By: James Gravley | WV Sports Chat
Baseball America, who is driven by analytical data, released its latest Field of 64 projections and quite frankly they dropped the ball.
How?
They don’t have a single Big 12 team hosting a regional in what is — behind the ACC and SEC — one of the toughest baseball conferences out there.
No Kansas. No West Virginia. No Arizona State. No TCU. Not one single Big 12 team is hosting, per Baseball America.
Here is what they said about West Virginia:
“West Virginia’s RPI dropped to No. 28 as of April 20, a number that becomes increasingly difficult to overlook despite strong overall and conference win totals.”

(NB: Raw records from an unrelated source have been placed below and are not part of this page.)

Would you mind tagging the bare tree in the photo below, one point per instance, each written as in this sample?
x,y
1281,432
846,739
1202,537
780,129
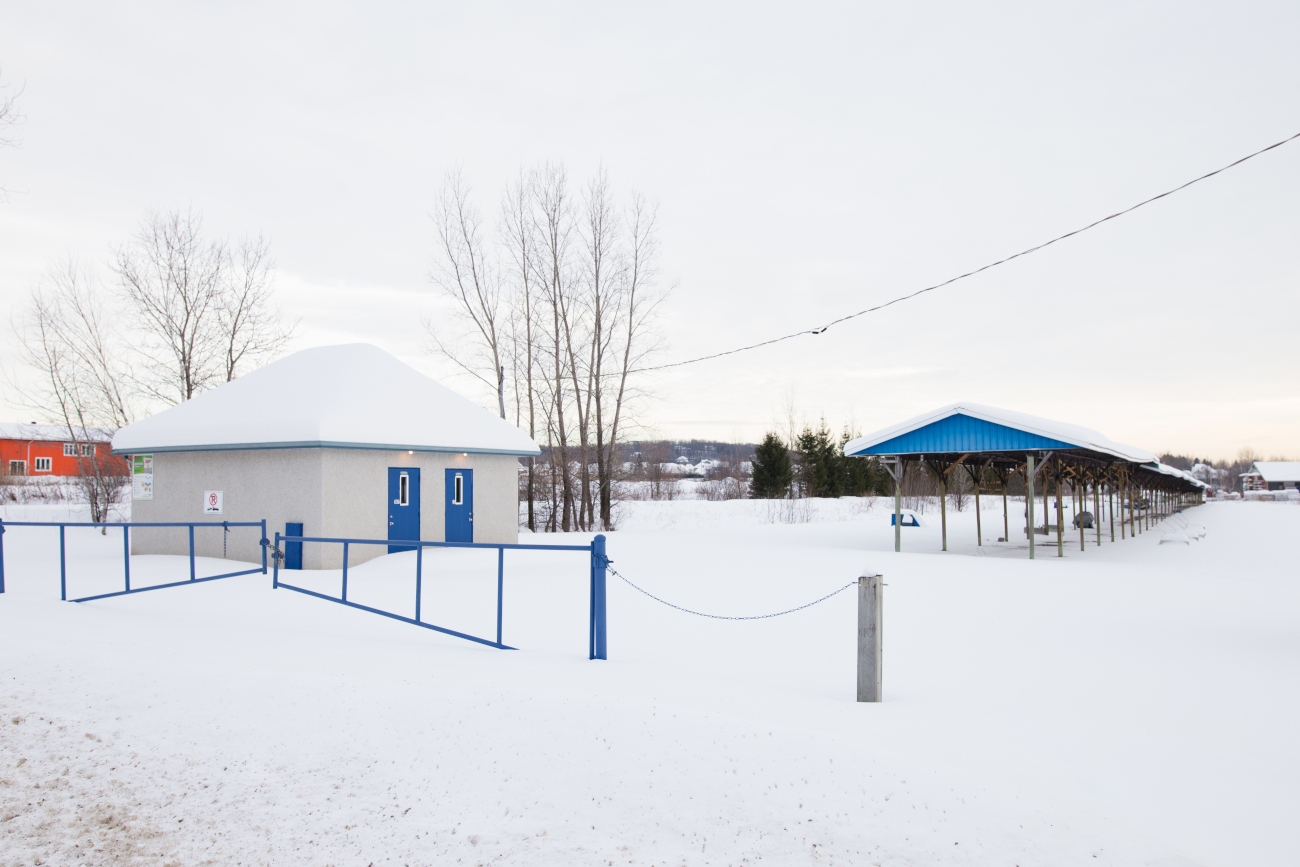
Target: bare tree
x,y
251,326
520,243
554,228
172,280
464,273
198,310
560,320
9,118
635,306
68,338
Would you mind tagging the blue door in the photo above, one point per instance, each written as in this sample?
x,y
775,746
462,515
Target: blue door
x,y
460,506
293,550
403,507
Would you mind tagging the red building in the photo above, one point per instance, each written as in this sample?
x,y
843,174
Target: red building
x,y
48,450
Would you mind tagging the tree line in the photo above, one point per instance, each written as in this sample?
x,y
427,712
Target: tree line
x,y
814,464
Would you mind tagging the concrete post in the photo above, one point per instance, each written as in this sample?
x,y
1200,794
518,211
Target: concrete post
x,y
869,637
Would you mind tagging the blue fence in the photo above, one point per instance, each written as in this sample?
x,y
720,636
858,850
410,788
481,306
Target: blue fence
x,y
599,564
126,553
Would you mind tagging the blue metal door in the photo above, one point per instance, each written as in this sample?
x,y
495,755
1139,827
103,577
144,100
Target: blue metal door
x,y
293,550
460,506
403,506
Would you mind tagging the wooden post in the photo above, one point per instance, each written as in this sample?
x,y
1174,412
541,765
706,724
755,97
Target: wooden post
x,y
1028,501
1047,512
1078,510
1060,514
1006,520
869,636
897,477
943,506
1096,507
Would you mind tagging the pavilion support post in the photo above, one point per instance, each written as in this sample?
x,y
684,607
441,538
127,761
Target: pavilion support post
x,y
1047,521
1096,507
1060,514
1006,517
943,506
895,468
1079,493
1028,501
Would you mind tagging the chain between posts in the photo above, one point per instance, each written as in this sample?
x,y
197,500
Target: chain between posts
x,y
718,616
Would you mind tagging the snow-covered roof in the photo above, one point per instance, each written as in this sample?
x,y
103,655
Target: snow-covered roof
x,y
48,433
1279,471
332,397
1165,469
1074,434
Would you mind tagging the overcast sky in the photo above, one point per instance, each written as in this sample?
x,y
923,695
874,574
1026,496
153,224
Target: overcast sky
x,y
809,160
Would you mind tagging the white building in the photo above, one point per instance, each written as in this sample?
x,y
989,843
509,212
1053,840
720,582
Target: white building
x,y
338,441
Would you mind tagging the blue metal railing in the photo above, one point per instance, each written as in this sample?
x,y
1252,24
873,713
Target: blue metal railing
x,y
599,563
126,553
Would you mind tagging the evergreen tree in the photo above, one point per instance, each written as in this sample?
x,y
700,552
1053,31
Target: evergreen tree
x,y
820,463
772,473
857,473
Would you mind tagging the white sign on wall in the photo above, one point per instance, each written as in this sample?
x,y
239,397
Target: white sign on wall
x,y
142,476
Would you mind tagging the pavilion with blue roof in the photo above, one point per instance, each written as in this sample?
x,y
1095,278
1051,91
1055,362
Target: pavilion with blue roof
x,y
992,446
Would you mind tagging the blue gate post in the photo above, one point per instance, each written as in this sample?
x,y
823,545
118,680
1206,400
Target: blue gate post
x,y
419,579
345,572
126,555
598,575
63,566
501,584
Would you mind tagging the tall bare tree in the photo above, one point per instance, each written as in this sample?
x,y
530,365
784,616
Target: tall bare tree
x,y
466,274
68,337
199,310
9,118
252,328
570,312
519,242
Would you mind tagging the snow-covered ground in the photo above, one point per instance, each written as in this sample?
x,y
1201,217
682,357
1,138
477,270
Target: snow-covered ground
x,y
1130,705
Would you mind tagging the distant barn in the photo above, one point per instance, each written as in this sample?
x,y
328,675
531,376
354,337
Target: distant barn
x,y
339,441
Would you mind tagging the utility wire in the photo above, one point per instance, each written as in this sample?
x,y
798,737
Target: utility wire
x,y
970,273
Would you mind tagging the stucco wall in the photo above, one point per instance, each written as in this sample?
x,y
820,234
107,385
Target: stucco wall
x,y
276,484
332,491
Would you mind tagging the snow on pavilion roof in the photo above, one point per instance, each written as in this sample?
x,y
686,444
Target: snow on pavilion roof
x,y
1279,471
974,428
333,397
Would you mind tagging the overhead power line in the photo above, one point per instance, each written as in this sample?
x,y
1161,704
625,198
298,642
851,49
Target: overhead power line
x,y
970,273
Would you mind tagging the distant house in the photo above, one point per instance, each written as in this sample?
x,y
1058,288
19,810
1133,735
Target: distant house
x,y
337,441
1272,476
47,450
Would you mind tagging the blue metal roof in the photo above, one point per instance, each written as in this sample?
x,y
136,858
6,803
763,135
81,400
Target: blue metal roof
x,y
961,433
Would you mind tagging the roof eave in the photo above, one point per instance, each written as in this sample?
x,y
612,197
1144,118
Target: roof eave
x,y
319,443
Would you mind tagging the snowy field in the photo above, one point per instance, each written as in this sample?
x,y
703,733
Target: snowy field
x,y
1130,705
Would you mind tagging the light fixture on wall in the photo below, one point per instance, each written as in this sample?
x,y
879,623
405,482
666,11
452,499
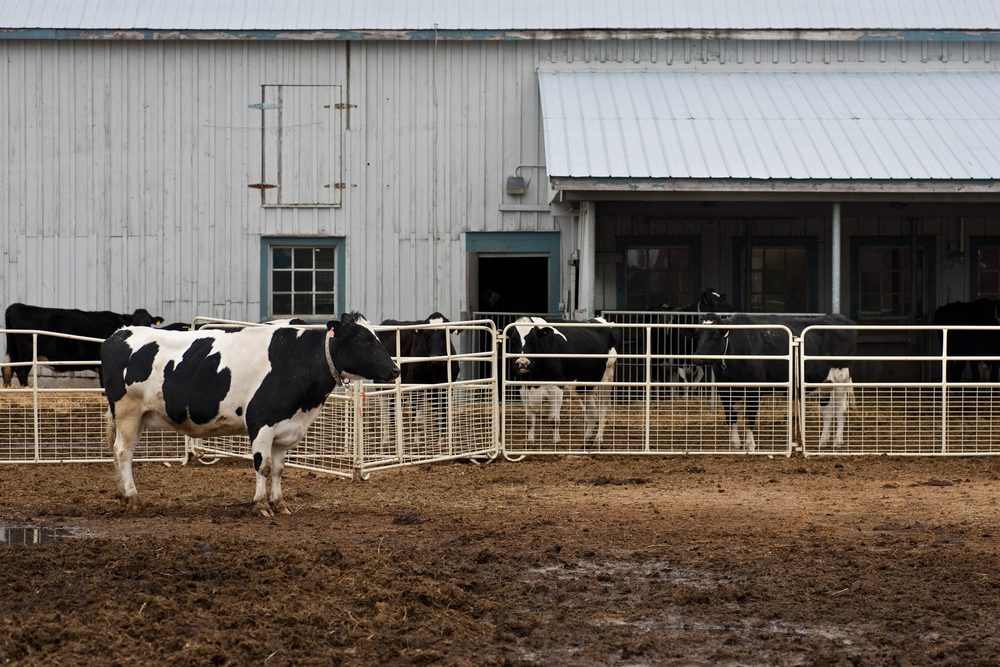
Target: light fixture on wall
x,y
515,186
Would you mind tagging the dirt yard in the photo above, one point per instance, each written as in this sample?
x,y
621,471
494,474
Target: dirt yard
x,y
549,561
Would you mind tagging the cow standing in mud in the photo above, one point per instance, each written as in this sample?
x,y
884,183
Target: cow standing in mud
x,y
265,382
535,335
736,344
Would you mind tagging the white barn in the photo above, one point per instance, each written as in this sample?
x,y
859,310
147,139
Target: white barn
x,y
258,160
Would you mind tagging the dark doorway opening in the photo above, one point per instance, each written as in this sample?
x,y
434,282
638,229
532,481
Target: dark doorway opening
x,y
514,284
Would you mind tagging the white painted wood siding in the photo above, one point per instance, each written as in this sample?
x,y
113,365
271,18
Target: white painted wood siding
x,y
126,164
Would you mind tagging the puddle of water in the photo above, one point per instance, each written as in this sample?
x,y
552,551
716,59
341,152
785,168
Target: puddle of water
x,y
661,569
28,535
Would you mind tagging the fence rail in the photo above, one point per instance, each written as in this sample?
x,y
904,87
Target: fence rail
x,y
931,415
647,407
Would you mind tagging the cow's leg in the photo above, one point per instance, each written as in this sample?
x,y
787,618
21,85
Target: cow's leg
x,y
528,401
277,466
555,411
585,397
440,416
8,372
262,457
750,416
602,401
727,394
126,426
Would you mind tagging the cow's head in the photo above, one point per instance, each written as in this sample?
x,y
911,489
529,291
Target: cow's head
x,y
536,336
435,343
356,352
712,340
142,318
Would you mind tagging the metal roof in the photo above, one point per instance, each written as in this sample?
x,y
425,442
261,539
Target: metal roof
x,y
772,125
450,15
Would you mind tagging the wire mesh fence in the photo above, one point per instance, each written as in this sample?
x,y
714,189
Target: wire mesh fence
x,y
945,404
928,414
642,413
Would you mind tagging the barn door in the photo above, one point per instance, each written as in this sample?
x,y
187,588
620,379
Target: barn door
x,y
301,145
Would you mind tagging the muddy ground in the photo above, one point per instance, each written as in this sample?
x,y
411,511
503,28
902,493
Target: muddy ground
x,y
549,561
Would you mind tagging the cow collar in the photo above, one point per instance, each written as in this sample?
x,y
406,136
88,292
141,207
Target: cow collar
x,y
337,378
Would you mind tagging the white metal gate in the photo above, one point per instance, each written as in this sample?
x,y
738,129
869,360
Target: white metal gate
x,y
648,413
921,413
52,424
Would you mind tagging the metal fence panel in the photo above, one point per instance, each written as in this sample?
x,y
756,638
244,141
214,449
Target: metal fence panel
x,y
42,423
654,414
929,416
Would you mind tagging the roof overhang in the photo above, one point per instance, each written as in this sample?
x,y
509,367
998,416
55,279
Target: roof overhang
x,y
659,189
491,34
674,133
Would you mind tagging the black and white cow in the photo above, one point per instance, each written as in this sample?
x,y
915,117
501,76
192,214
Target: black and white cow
x,y
92,324
666,343
734,342
536,335
266,382
429,406
971,343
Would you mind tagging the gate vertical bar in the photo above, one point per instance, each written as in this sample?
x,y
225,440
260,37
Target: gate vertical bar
x,y
649,387
34,396
358,427
835,234
790,393
798,382
944,390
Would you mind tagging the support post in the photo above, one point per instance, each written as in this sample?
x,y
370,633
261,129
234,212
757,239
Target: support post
x,y
835,259
587,242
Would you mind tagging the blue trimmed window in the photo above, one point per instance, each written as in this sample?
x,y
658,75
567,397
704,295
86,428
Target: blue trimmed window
x,y
302,277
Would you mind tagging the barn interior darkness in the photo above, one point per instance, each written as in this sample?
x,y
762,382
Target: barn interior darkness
x,y
514,284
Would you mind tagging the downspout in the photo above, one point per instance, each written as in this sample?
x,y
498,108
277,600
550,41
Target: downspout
x,y
587,241
835,236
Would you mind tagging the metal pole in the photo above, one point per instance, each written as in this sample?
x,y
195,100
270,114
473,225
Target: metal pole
x,y
587,241
835,259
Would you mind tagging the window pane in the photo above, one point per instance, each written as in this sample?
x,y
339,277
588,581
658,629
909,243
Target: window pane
x,y
326,258
795,259
303,258
303,281
281,258
281,281
303,304
282,304
326,304
325,281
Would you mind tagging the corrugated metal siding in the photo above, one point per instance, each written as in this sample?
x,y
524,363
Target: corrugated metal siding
x,y
772,125
126,164
126,168
506,15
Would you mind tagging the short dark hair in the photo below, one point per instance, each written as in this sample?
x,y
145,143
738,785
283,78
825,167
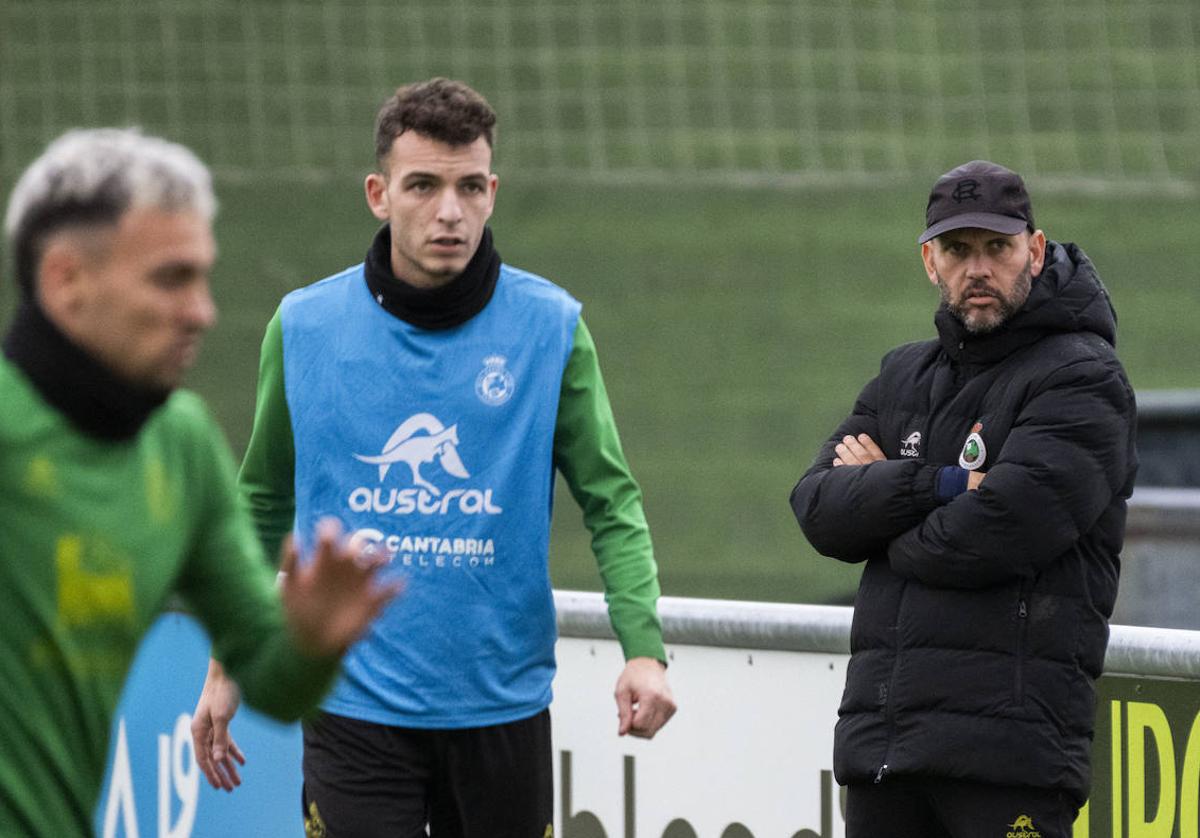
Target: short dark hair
x,y
441,108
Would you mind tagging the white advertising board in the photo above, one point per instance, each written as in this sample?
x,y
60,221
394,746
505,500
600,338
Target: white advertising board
x,y
749,753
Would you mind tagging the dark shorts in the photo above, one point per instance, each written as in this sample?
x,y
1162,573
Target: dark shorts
x,y
918,807
372,780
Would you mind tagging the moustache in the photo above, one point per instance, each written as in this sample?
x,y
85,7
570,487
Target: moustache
x,y
979,291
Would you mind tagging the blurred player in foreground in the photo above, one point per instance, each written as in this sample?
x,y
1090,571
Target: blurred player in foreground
x,y
426,397
983,478
118,489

Sure, WVU dropped a game against Houston. However, they’ve not lost a Big 12 series other than to UCF and they get punished by Baseball America for playing a team late in their schedule. That doesn’t make sense.
Punishing a team just because of who they played later in the season is just lazy.
They then followed that up by saying this about TCU:
“TCU finished conference tournament play with a top 20 RPI last year, and the Big 12 still did not place a team on the host line, a precedent that looms with an RPI number approaching 30.”
Here’s the thing though. Out of the 16 regional spots, Baseball America has 14, yes 14 schools that span out from the Big Ten, ACC and SEC hosting a regional. While Coastal Carolina (Sun Belt) and Oregon State (Independent) are also hosting a regional.
Here is what Baseball America said about Arizona State and BYU:
“Two months ago, it would have sounded unlikely that Arizona State at BYU would carry significant Quad I weight for both sides. But that’s exactly what it became. Arizona State entered the weekend coming off an RPI slide following a midweek loss to rival Arizona in a Quad IV result. BYU, meanwhile, had played its way into a strong RPI position. The Sun Devils responded by taking the series, outscoring the Cougars 12-1 after the third inning of the finale to erase an early 7-0 deficit. The win pushed Arizona State back into the top 40 in RPI, enough for us to move it back onto the two-seed line after sitting as a high three last week. The remaining schedule will continue to shape that profile. Arizona State still has series against Baylor, UCF, Oklahoma State and Houston, with all but the finale carrying significant postseason implications for both sides.”
So, if the Sun Devils responded the way they should have, why aren’t they hosting a regional within the projections from Baseball America? Especially since their RPI took a major bump up. But take a breath because that series later down for ASU against Houston may hurt them like it did West Virginia.
Here’s how the bracket looks per Baseball America.
Cincinnati gets locked up with UCLA (No. 1 seed), Cal Baptist and Nevada.
Arizona State gets locked up with Texas (No. 2 seed), Texas State and Lamar.
TCU gets locked up with Georgia (No. 7 seed), Oregon and Bucknell. TCU is the three seed in that regional.
West Virginia gets locked up with Nebraska (No. 15 seed), Kentucky and Creighton.
UCF gets locked up with Florida (No. 13 seed), Virginia and Bethune-Cookman. UCF is the three seed in that regional.
Baylor gets locked up with Ole Miss (No. 12 seed), Liberty and Indiana State. Baylor is the three seed in that regional.
Kansas gets locked up with Oregon State (No. 10 seed), Gonzaga and Yale.
Seven total teams making the postseason for the Big 12. Not a bad number. But none of them potentially hosting a regional just doesn’t make sense.